To a limited extent. Several training tools (eg W&B) have built-in distributed training capabilities, although these are generally intended for local networks. There are some tradeoffs, though. Even small datasets are 100+GB (eg, the 200k images uses to tune the furry branch) and LAION is 80TB for the curated data, plus a bit more for tag info. You're not going to distribute that full set to every volunteer (might not even train on it!), but it's a scope of the bandwidth costs. Synchronization at that epoch size isn't hugely expensive, but it does slow you down and/or waste power depending on approach.

Unfortunately, the biggest problem is that models have minimum VRAM requirements to run even at a batch size of 1, and these amounts are pretty high at the cutting edge. The original CompVis version of Stable Diffusion required 20+GB of VRAM to train, and this largely limited it to 10k USD or higher specialist 'tensor core' gpus, which largely meant there'd be no @home to distribute to. There's some wiggle room here related to how you code the training, what level of precision you use, and how some averaging and back-propagation happens, and I've heard people suspect they might be able to get full training of current StableDiffusion around 8GB (right now, only textual inversion and tuning is implemented at that range, but the optimization should generalize), albeit at large CPU-RAM and small-but-significant performance costs. Which gets to some consumer-grade GPUs, but not a ton. It's possible people would come up with better optimizations than even that were there no alternative, but I'm skeptical that there'll be the demand now, between Google Colab and nVidia 3090s being available.

And that amount scales both with parameter count and training image resolution. It's suspected that at least part of the better output quality from NovelAI comes from their ability to train on uncropped data, rather than just 512px by 512px cropped or downscaled images, but this bloats run requirements out further.

Enthusiasts are unlikely to want to make huge models anyway since inference (ie, running the model) has similar-if-smaller VRAM requirements, but at least for image generation it looks like the minimum sweet spot is at least 6GB runtime inference.

Other clever stuff may run into similar problems... there's a fascinating 2d-3d analysis package at GET3D, but in addition to limits on accessing the pretrained model, probably requires all 16GB to run or train at any speed. There's probably some unexplored low-hanging fruit, but there's also probably a lot of clever-but-inaccessible stuff.

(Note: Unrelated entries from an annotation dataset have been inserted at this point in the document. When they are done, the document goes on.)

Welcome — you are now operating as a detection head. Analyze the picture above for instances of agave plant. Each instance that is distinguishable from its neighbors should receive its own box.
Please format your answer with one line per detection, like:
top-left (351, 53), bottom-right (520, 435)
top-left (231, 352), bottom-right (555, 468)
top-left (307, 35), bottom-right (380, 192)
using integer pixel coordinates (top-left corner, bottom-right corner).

Does FSDP help at all here? My very naive understanding is that its approach allows sharding of the model parameters so that they don't have to all fit into VRAM, though I wouldn't be surprised if it couldn't scale down to arbitrarily low VRAM or scale up to arbitrary numbers of parameters. Perhaps a similar strategy could be used for wide scale distributed learning on consumer hardware.

I believe so, but I've not looked too closely at that tech to know what its limits are. From a quick glance, it seems likely that there would be some CPU-RAM, performance, and synchronization costs. But it likely could lower the floor.